The findings also stated that the firm, acting through Hurry, failed to implement its written AML compliance program by failing to file SAR-SF forms to report suspicious activity. The findings also included that the firm failed to document red-flag investigations in accordance with its written AML compliance program and procedures because the firm’s chief compliance officer (CCO) failed to create, or cause Hurry to create, a record of questionable background reviews. FINRA found that the firm’s AML procedures pertaining to the disciplinarybackground red flag were not sufficiently specific to provide any meaningful guidance as to where and how the firm would look for customers with questionable backgrounds. FINRA also found that the firm utilized a means of interstate commerce in connection with its sales of unregistered stock, and the transactions were not exempt from registration.

In addition, FINRA determined that the firm, acting through Hurry, failed to designate and specifically identify to FINRA at least one principal to establish, maintain and enforce a system of supervisory control policies and procedures. The firm, acting through Hurry, also failed to establish, maintain and enforce written supervisory control policies and procedures concerning producing managers, designation of a principal to review their customer account activity, the limited size and resources exception, testing, updating and annual certification of firm written supervisory procedures (WSPs), and addressing the designated principal’s annual report to senior management. The firm, acting through Hurry, did not submit an annual report to firm management detailing the firm’s system of supervisory controls, the summary of test results and significant exceptions, and any additional or amended supervisory procedures in response to the test results. Hurry failed to establish a supervisory system and WSPs reasonably designed to achieve compliance with applicable securities laws and regulations, and failed to enforce its WSPs. In addition, Hurry failed to prepare a report pertaining to its home-office inspection.

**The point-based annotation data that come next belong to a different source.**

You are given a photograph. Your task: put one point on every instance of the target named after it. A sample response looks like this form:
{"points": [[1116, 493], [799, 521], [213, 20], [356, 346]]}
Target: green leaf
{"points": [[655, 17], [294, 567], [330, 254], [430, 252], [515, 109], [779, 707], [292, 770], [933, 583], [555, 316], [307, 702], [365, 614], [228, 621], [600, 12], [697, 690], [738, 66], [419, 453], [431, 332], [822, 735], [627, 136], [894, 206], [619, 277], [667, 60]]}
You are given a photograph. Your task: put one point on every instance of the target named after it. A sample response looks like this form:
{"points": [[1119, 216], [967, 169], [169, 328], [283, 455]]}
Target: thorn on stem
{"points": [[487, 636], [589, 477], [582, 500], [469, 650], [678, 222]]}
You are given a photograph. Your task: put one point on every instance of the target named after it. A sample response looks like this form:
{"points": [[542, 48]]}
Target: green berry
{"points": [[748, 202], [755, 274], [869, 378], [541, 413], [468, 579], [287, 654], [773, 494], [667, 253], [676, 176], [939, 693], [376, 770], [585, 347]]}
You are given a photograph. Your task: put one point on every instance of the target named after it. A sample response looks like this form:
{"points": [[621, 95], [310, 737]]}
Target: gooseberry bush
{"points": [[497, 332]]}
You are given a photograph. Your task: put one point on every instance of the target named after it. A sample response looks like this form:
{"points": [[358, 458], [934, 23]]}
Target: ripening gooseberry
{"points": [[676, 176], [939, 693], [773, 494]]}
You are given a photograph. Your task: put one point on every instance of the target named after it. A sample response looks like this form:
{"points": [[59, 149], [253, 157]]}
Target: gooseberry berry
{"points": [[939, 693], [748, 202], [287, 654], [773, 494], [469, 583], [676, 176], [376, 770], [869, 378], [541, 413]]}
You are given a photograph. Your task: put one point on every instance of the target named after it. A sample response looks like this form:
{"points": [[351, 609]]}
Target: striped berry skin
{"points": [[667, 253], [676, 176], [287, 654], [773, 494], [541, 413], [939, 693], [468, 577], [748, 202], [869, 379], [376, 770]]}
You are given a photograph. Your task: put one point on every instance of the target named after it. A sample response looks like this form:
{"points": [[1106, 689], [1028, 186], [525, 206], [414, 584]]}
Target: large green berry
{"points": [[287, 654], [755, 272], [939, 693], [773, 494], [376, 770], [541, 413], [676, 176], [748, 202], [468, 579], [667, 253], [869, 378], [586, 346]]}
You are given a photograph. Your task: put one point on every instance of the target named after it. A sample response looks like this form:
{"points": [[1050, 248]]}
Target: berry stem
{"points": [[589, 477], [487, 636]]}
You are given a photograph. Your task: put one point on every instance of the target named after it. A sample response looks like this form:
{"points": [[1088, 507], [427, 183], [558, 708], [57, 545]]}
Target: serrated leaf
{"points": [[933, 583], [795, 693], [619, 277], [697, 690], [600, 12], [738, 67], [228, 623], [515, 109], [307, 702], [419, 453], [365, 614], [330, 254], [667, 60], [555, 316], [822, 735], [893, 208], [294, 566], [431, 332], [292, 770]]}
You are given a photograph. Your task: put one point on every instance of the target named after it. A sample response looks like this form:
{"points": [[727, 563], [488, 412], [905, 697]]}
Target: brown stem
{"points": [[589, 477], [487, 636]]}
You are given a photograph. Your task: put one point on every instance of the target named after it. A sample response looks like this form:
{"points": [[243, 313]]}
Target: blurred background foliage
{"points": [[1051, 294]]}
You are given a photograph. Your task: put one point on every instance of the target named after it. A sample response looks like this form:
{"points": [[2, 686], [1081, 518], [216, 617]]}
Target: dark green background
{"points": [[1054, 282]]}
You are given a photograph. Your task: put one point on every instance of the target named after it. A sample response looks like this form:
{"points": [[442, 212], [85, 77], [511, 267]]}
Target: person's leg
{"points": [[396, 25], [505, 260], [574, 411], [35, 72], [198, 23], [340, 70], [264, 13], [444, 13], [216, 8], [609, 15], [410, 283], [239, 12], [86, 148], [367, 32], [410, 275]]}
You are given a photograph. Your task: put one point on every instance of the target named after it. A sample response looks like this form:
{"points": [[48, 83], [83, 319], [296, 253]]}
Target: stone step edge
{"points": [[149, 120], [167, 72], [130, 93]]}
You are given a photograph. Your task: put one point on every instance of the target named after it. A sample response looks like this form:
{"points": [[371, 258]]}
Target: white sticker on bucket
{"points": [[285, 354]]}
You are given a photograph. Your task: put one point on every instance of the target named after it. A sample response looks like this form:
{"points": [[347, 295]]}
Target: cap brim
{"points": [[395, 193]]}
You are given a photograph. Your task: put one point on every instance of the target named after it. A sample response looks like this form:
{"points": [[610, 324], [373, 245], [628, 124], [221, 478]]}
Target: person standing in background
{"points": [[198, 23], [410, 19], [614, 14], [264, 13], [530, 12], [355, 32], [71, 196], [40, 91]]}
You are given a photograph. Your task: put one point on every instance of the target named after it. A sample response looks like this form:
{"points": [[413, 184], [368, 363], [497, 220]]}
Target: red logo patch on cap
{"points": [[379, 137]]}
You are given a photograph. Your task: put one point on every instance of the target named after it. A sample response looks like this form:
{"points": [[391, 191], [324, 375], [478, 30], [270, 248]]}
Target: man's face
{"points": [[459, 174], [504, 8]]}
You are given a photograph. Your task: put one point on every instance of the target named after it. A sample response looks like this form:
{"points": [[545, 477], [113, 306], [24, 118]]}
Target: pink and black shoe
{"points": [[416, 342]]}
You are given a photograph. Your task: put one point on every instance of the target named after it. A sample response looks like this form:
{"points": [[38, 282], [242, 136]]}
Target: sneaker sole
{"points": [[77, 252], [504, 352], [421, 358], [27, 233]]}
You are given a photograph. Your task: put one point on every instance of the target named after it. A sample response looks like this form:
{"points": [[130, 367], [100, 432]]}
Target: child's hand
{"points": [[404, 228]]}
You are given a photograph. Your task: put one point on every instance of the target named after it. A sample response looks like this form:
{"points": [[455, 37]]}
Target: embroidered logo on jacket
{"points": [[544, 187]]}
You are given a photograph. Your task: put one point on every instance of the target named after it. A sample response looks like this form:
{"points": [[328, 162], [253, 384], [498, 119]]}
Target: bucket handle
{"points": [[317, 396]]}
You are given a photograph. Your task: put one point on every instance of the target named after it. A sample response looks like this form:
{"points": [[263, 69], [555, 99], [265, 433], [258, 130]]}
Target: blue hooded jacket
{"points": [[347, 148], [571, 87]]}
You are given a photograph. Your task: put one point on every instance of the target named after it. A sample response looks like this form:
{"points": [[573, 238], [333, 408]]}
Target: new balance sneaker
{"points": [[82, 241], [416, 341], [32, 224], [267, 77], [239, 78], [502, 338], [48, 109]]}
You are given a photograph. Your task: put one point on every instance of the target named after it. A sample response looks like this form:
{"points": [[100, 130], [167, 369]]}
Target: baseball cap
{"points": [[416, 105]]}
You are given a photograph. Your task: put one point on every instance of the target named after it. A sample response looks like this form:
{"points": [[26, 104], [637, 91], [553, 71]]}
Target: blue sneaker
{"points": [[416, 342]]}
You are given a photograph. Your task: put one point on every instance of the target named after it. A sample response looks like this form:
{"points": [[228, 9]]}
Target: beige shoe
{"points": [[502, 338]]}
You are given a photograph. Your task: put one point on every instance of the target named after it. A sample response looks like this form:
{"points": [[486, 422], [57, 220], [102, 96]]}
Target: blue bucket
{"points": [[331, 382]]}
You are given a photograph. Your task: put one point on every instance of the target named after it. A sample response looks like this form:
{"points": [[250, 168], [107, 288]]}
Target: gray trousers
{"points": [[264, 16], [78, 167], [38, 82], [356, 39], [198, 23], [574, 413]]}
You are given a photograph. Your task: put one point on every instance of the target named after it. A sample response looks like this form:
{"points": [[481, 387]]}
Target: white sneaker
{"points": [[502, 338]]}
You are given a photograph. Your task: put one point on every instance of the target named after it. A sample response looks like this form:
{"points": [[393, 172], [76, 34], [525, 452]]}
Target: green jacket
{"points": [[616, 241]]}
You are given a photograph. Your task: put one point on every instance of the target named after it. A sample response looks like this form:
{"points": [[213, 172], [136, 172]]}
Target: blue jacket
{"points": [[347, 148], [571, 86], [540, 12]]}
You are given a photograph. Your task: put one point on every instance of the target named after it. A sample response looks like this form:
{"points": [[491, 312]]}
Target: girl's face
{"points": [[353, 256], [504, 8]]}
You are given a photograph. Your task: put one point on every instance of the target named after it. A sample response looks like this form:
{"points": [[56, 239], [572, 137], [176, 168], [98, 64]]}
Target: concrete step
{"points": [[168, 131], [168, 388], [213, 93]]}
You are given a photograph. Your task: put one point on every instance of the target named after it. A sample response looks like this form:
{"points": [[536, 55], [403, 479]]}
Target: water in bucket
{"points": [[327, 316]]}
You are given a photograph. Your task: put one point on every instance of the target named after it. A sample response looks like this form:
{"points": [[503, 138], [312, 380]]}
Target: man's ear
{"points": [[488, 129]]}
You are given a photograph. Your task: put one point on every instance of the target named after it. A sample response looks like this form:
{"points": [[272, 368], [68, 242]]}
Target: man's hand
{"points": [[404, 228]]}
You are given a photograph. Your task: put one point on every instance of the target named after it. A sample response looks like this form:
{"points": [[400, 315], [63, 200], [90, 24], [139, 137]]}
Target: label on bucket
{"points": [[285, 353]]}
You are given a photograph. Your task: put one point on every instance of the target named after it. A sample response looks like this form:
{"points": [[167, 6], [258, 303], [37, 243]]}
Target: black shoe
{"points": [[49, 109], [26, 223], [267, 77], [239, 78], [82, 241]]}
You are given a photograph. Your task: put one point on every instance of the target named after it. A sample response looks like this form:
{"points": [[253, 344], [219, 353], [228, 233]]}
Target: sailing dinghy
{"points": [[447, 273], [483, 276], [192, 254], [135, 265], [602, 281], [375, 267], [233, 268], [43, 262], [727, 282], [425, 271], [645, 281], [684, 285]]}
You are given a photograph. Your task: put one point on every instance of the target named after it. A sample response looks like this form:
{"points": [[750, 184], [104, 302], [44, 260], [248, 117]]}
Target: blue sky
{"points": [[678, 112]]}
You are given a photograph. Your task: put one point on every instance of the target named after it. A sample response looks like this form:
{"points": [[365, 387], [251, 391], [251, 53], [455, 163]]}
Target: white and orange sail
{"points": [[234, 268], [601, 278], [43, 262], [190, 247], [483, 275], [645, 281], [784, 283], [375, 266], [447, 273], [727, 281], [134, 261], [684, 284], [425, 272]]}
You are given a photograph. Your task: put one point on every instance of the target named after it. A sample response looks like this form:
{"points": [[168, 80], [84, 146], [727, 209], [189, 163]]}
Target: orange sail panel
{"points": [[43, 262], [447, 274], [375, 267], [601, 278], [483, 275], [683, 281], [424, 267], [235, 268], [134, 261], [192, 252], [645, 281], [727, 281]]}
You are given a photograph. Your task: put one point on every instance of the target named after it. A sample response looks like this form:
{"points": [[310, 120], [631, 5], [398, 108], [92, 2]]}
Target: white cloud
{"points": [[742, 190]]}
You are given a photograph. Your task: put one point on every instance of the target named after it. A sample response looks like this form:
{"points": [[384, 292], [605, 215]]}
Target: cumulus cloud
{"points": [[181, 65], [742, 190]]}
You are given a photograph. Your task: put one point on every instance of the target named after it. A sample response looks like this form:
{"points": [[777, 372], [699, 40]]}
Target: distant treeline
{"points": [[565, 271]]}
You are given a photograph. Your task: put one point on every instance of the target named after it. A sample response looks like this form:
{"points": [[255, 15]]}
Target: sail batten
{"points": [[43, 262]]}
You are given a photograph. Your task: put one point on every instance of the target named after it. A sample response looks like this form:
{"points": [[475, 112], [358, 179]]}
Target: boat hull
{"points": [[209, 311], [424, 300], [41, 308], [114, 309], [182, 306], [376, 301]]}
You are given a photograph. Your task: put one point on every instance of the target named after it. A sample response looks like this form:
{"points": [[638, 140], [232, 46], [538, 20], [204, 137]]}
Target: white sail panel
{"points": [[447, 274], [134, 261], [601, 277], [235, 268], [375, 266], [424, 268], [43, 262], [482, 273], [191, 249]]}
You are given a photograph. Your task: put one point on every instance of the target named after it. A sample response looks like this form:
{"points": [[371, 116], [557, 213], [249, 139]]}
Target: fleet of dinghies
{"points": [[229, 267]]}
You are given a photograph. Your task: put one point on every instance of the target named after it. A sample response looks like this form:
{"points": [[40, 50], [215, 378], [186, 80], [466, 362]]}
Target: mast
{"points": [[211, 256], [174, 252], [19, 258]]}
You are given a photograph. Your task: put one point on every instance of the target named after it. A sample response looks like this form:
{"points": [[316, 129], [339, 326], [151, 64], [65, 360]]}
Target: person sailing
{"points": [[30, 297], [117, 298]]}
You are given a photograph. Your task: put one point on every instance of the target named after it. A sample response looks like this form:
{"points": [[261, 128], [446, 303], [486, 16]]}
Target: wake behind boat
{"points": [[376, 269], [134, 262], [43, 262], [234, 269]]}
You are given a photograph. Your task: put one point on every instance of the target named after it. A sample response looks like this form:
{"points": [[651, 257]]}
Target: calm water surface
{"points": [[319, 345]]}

FINRA also found that the firm and Hurry filed SARs that contained inaccurate or incomplete information, and filed SARs that failed to provide adequate information for determining that the reported activity was suspicious. The firm and Hurry failed to establish and implement policies and procedures reasonably expected to detect and cause the reporting of transactions required under 31 U.S.C. 5318(g) and the implementing regulations thereunder. 

Furthermore, the firm did not complete its 3013 report as required under IM-3013 for two years. The findings also stated that the firm’s WSPs and records of branch- and home-office inspections were inadequate. The findings also included that the firm did not enforce its WSP’s pertaining to letters of authorization (LOA).

The suspension is in effect from December 5, 2011, through February 1, 2012. (FINRA Case #2008011593301).